By Rahul — Google Frontend Engineer
The Problem Keep-Alive Solves
In HTTP/1.0, every request opened a new TCP connection. Loading a page with 30 resources meant 30 TCP handshakes. Each handshake takes 1 RTT (round-trip time). On a 100ms latency connection, that is 3 seconds just for handshakes.
How It Works
In HTTP/1.1, Connection: Keep-Alive is the default. The TCP connection stays open after a response, and subsequent requests reuse it. The server closes the connection after an idle timeout or after a maximum number of requests.
Keep-Alive vs HTTP/2 Multiplexing
Keep-Alive in HTTP/1.1 has a limitation: head-of-line blocking. You must wait for a response before sending the next request on the same connection. HTTP/2 solves this with multiplexing — multiple requests and responses can fly simultaneously on the same connection.
Real Production Impact
Connection Limits
Browsers allow only 6 TCP connections per domain in HTTP/1.1. With Keep-Alive, these 6 connections are reused. Without it, you would need a new connection for every request, hitting the limit constantly.
CDN and Domain Sharding (Legacy)
Before HTTP/2, engineers used domain sharding — serving assets from multiple subdomains to get more parallel connections:
With HTTP/2, domain sharding actually hurts performance because you lose the benefit of multiplexing over a single connection.

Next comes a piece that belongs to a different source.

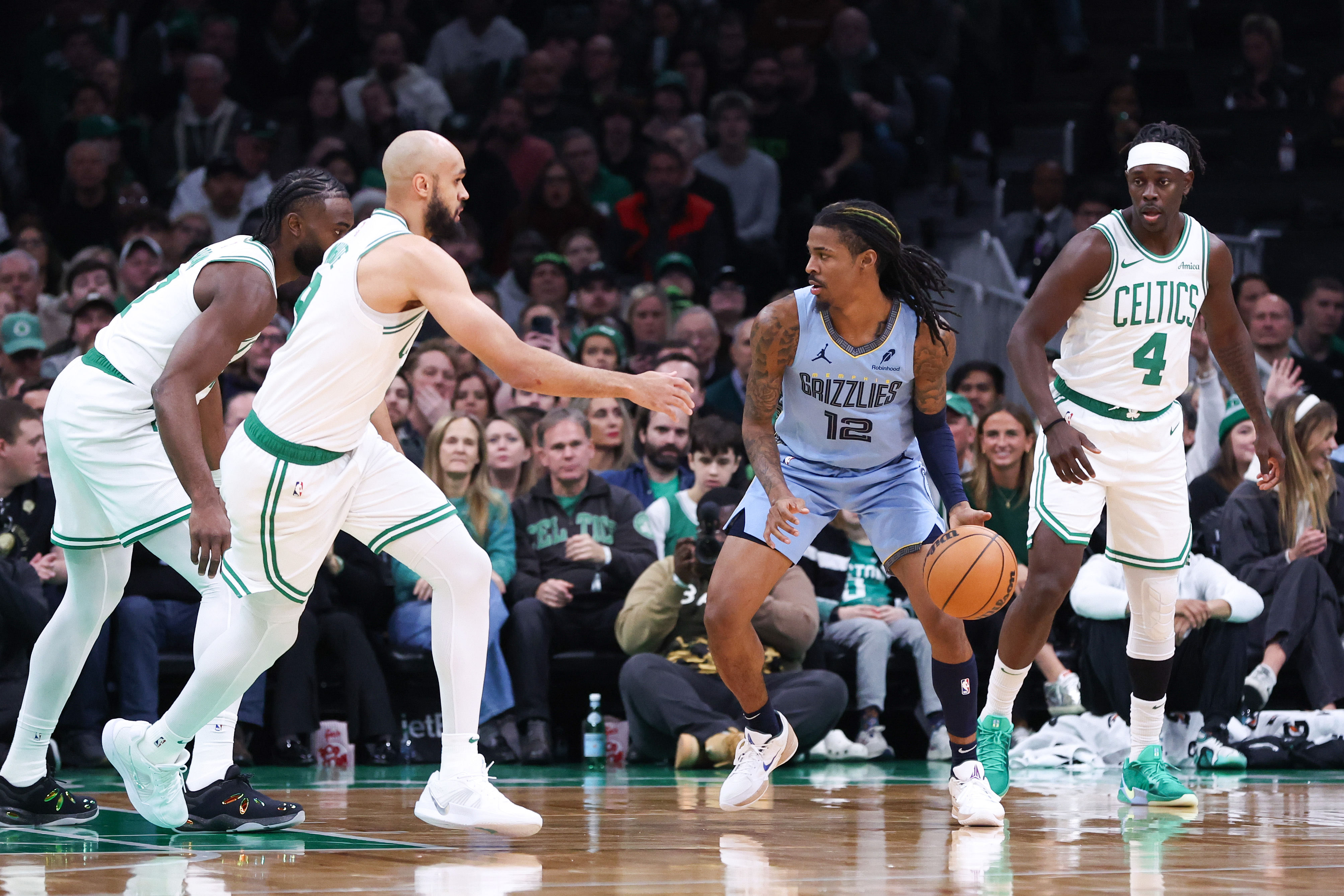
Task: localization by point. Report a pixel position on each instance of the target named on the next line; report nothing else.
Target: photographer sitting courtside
(577, 556)
(678, 706)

When to Disable Keep-Alive
Almost never. But there are edge cases:
- Load balancers that need to redistribute connections
- Server under memory pressure with too many open connections
- Single-request APIs where the overhead of maintaining connections is not worth it
Best Practices
- Use HTTP/2 — it makes Keep-Alive's limitations irrelevant
- Do not use domain sharding with HTTP/2
- Set reasonable idle timeouts on your servers (5-15 seconds)
- Monitor open connection counts in production
Summary
Keep-Alive reuses TCP connections to avoid repeated handshakes. It is the default in HTTP/1.1. HTTP/2 takes this further with multiplexing. As frontend engineers, we benefit from this automatically, but understanding it helps debug slow page loads.